I slivered these lengthwise, leaving pieces about an inch to an inch and a quarter long, doing the same to the snow pea pods, cut on the diagonal and set them aside together.
Baby Spinach
This stuff was so alive at the farmer’s market this morning that it was literally talking to me. I couldn’t leave it there. When I got it home, I washed it in a big mixing bowl of cold water and spun it dry in my salad spinner, then wrapped it up in paper towels and put it into a plastic bag. It would keep for days like this, but why? Dinner!
Did I mention the Red Onion?
Um, no. Well, all this green on the plate (wasabi, spinach, snow peas, garlic scapes…did I mention the pistachios?) and the dreamt of red center of the seared tuna steaks called for a red garnish of some sort. I nearly forgot this when we made the plates and had to go back and take photos a second time.
I peeled, halved and sliced the onion into 1/8th inch rounds and put them into a rice vinegar and sugar mixture into which, in an inspired moment for a meal some weeks ago, I had put a curl of cinnamon bark for a day or so.
Left for about an hour before the meal was ready, this garnish sent the whole plate over the top with just a hint of the (by then, forgotten) cinnamon. It was a revelatory detail.
Cooking
This was the tricky part: everything seemed to want to be cooked at the same moment – the tuna hot and fast, the snow peas and scapes medium, the spinach slowly…
Snow peas and scapes went into a spacious pan first to sweat with a little olive oil and then out into a bowl to keep warm.
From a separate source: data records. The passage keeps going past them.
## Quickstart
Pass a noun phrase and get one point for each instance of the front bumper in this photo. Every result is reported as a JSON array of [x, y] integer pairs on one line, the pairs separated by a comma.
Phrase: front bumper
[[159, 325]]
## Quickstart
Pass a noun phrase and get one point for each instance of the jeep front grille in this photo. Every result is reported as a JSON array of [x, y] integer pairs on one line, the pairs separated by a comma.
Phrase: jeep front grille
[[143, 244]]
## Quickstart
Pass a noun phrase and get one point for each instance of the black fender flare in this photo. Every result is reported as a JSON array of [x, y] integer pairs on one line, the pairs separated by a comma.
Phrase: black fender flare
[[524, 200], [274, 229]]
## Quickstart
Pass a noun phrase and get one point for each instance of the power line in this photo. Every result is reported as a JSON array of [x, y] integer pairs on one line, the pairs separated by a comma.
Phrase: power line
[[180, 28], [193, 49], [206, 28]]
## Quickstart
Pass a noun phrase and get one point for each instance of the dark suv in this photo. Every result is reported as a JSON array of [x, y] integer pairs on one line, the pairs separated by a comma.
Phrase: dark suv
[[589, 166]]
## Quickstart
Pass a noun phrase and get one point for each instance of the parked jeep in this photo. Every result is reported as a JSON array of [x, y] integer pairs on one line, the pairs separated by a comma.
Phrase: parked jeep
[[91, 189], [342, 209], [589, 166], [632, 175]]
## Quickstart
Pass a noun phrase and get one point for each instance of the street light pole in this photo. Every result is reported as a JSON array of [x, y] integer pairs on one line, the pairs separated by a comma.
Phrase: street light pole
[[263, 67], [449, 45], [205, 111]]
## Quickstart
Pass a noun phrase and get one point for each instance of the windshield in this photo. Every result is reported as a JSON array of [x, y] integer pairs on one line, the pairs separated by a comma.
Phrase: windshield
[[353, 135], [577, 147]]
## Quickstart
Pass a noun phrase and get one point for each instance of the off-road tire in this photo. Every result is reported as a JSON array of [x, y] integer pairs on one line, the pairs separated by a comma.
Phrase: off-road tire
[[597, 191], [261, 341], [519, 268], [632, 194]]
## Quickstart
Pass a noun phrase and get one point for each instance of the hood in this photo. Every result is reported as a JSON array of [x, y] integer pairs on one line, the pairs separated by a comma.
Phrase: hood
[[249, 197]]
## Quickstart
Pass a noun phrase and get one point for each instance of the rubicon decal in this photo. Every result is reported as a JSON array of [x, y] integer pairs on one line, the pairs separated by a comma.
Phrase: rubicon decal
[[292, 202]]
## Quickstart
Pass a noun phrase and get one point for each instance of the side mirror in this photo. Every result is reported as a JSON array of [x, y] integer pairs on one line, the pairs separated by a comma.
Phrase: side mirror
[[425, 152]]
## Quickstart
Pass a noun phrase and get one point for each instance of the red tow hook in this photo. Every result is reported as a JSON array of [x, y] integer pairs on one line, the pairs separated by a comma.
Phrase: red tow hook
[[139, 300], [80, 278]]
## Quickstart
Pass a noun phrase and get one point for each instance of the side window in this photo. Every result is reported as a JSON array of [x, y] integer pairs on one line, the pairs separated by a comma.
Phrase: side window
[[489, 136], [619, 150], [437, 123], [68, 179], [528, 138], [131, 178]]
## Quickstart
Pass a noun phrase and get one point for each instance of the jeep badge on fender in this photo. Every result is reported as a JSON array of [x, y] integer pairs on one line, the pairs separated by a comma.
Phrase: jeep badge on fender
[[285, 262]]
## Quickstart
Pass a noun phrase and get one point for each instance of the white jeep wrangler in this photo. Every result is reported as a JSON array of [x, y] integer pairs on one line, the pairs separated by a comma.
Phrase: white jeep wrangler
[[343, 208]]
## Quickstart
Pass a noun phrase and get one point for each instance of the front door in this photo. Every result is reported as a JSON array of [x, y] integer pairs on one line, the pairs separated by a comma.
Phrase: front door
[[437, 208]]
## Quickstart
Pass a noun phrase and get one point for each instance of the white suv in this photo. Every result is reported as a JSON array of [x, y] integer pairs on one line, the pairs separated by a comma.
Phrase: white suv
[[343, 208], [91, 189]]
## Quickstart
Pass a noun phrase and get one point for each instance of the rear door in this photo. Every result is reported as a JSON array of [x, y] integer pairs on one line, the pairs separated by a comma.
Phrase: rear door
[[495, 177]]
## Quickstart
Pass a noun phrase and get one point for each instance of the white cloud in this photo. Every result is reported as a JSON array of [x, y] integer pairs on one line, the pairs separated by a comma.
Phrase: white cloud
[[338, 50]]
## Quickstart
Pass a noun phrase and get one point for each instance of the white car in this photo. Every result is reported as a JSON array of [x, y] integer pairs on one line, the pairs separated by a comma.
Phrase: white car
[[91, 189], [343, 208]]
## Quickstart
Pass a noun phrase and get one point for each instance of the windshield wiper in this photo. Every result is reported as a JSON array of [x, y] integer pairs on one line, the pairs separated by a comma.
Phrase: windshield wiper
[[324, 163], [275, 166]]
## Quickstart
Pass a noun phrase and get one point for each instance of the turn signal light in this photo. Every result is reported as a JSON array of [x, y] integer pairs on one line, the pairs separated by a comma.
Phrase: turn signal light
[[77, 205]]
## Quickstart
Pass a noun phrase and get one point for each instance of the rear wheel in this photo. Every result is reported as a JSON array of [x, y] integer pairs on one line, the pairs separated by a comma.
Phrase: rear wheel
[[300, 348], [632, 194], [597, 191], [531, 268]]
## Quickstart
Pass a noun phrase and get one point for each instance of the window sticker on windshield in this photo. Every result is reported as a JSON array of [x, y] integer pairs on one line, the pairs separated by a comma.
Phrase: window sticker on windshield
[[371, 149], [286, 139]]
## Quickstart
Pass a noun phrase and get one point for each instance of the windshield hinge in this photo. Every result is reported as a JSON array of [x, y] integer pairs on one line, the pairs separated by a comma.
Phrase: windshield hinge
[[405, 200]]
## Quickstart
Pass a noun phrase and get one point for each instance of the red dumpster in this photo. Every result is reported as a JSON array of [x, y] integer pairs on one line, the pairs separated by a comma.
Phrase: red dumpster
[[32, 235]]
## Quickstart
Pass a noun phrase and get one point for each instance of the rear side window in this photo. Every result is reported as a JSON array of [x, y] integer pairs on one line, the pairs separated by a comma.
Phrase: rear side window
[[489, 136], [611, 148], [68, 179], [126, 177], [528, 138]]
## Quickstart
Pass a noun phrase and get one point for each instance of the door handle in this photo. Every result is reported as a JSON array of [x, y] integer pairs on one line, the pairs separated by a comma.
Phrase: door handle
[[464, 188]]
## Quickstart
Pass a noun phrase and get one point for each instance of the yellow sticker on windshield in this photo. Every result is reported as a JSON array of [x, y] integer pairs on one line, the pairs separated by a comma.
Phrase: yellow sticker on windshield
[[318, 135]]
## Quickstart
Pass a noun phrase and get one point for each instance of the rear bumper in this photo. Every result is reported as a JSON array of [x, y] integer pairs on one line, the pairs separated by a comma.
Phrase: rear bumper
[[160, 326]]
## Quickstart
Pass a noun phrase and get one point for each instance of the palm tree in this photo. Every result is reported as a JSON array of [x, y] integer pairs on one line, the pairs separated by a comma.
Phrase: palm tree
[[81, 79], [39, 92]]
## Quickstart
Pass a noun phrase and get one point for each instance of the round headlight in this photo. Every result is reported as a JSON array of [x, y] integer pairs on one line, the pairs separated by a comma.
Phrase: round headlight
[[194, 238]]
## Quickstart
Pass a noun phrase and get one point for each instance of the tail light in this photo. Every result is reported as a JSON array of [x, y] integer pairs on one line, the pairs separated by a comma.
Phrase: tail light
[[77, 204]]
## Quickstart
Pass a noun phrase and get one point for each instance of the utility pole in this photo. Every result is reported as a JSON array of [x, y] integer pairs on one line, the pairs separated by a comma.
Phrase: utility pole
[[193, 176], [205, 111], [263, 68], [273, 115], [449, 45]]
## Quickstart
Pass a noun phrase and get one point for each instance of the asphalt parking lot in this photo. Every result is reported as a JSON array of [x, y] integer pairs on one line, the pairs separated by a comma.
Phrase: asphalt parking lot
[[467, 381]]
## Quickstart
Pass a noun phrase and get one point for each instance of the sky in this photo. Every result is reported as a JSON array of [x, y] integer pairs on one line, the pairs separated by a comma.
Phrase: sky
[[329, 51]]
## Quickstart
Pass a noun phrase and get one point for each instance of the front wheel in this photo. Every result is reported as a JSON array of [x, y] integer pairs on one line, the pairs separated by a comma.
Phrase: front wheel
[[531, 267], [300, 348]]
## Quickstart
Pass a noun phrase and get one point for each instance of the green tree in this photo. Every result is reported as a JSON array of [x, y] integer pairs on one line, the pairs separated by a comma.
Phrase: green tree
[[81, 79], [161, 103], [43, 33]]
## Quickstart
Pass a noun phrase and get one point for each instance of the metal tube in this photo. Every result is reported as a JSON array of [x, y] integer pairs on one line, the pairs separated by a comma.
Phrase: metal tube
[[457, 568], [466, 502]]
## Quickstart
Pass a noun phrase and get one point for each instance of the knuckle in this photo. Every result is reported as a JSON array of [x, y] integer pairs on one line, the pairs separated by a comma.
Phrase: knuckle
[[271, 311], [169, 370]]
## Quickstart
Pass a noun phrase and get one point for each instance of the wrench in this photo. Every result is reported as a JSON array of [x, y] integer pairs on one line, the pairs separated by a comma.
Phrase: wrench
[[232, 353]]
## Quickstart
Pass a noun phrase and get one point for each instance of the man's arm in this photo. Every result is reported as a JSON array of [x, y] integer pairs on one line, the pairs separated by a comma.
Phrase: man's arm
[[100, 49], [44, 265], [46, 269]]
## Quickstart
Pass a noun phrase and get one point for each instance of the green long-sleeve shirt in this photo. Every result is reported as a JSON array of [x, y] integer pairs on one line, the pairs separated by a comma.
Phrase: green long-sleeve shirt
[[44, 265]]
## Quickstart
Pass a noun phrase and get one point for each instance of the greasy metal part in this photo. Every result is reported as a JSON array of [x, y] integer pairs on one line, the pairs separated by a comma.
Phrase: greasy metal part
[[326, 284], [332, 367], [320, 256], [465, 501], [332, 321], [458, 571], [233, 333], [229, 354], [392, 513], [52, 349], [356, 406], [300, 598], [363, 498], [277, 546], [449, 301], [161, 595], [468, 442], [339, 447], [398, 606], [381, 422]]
On Green Things: If you want things like spinach and snow peas and green things to remain green, you have just under 9 minutes of heat before the chlorophyll breaks down into an unappetizing kachi grey. Vinegar will do this almost instantly, too, cooking the plant material and rendering it a dull and unhappy grey. I cooked these for about two and a half minutes or so, saving their crunch and their beautiful color.
Tuna searing next in my biggest, heaviest hot cast iron frying pan. You want room around the fish for the heat to escape, searing just the cooked surfaces, not the interior or the sides.
Once the tuna was in the pan, I turned a mountain of spinach out into the pan I’d used for the snow peas and scapes and turned it carefully on low heat, minding the tuna at the same time.
Turning the tuna, I set a cookie rack over some wax paper on the counter to receive the tuna from the pan. Removing the tuna carefully, I set it on the racks to rest, cool a bit and become sliceable. Try to slice this fresh from the pan and you’ll ruin it.
I turned the spinach some more and shut the pan off before the last leaves were wilted, turning them under the cooked portions and letting the residual heat do the rest.
The Ziti leftovers
The pan fried ziti were next (and actually only became a part of the meal because the timing worked out just right). I fired up the heavy cast-iron pan I’d used for the fish and scattered one layer of ziti in it, gave it a shake and let them sit to crust up a bit on one side, while the fish was resting and gave them a toss later as the plates were being readied.
I touched up the edge on one of my Japanese sushi knives and carefully sliced two of the tuna steaks, fanned the slices out over a foundation of spinach topped with garlic scapes and snow peas and added the ziti to the side. Lightly pickled red onions on top, which as noted, I nearly forgot.
Dinner!
We set the table on the side porch and Barb said, “Maybe we should take some pictures…”
So, there you have it. Finally. Three weeks off the road, home at last, and not flat on my back in bed: dinner for two.